The “Untrainable” Bloodhound

Bloodhounds are famous for their astonishing ability to track a missing person, whether it be a child lost in the woods or an escaped prisoner. Yet these are among the most “untrainable” dogs in the AKC registry.

How do they do their job if they can’t be trained?

The Bloodhound’s ancestry traces back to Belgium and England in the 12th century. Most were bred in monasteries for use in hunting by royalty and nobility. So pure was their breeding that they were called “blooded hounds.” They were introduced in America in the mid-1800’s.

The Bloodhound has an incredible sense of smell; as search and rescue dogs, merely allowing the dog to sniff an article of clothing of the missing person traps the scent in the deep folds of skin on the Bloodhound’s face. He will then take up the trail; once set upon a scent, the Bloodhound will tirelessly follow it and will not respond to being called off.

Is this tenacity the result of meticulous training? No; this is instinctual behavior by a dog bred for centuries for this sole purpose. You won’t need to train your Bloodhound to follow a scent trail; you won’t have to! He’ll do it anyway, rather like a canine form of obsessive-compulsive behavior. Regardless of the weather, dangerous, rough terrain, or the length of time, the Bloodhound simply will not stop. If a search is called off, you will have to physically remove the dog from the search area.

Before the development of modern forensic science, the Bloodhound was the only dog whose identification of criminal suspects was accepted as evidence in a court of law. Today they hold many trailing records and excell in championship field trials.
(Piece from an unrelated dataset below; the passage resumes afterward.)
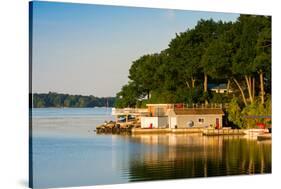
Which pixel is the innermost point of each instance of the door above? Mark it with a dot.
(217, 123)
Bloodhounds are tough, sturdy, independant and very stubborn, perfectly suited for their job as trackers.

As companion pets, Bloodhounds are extraordinarily affectionate with their “people” and get along very well with other dogs since their instinct is to work in packs. They’re a little wary of strangers and will howl the distinctive hound “bay” in the presence of someone who’s not supposed to be there.  Bloodhounds are not at all playful and, when not working, prefer to plop in a sunny spot to catch a snooze.

If you choose a Bloodhound as a pet, he’ll need daily long walks and will sniff everything in sight! He goes deaf to the “leave it” command. Bloodhounds drool a lot, so you’ll need to keep his face wrinkles clean. He’ll drag those long hound ears in his food and water; he may or may not let you pin his ears back while he eats.

It’s been said that if you’re lost in the woods, the very best sight you’ll ever have is a tracking Bloodhound headed towards you. Yet, if you’re a fleeing suspect or prisoner, this sight is your worst nightmare!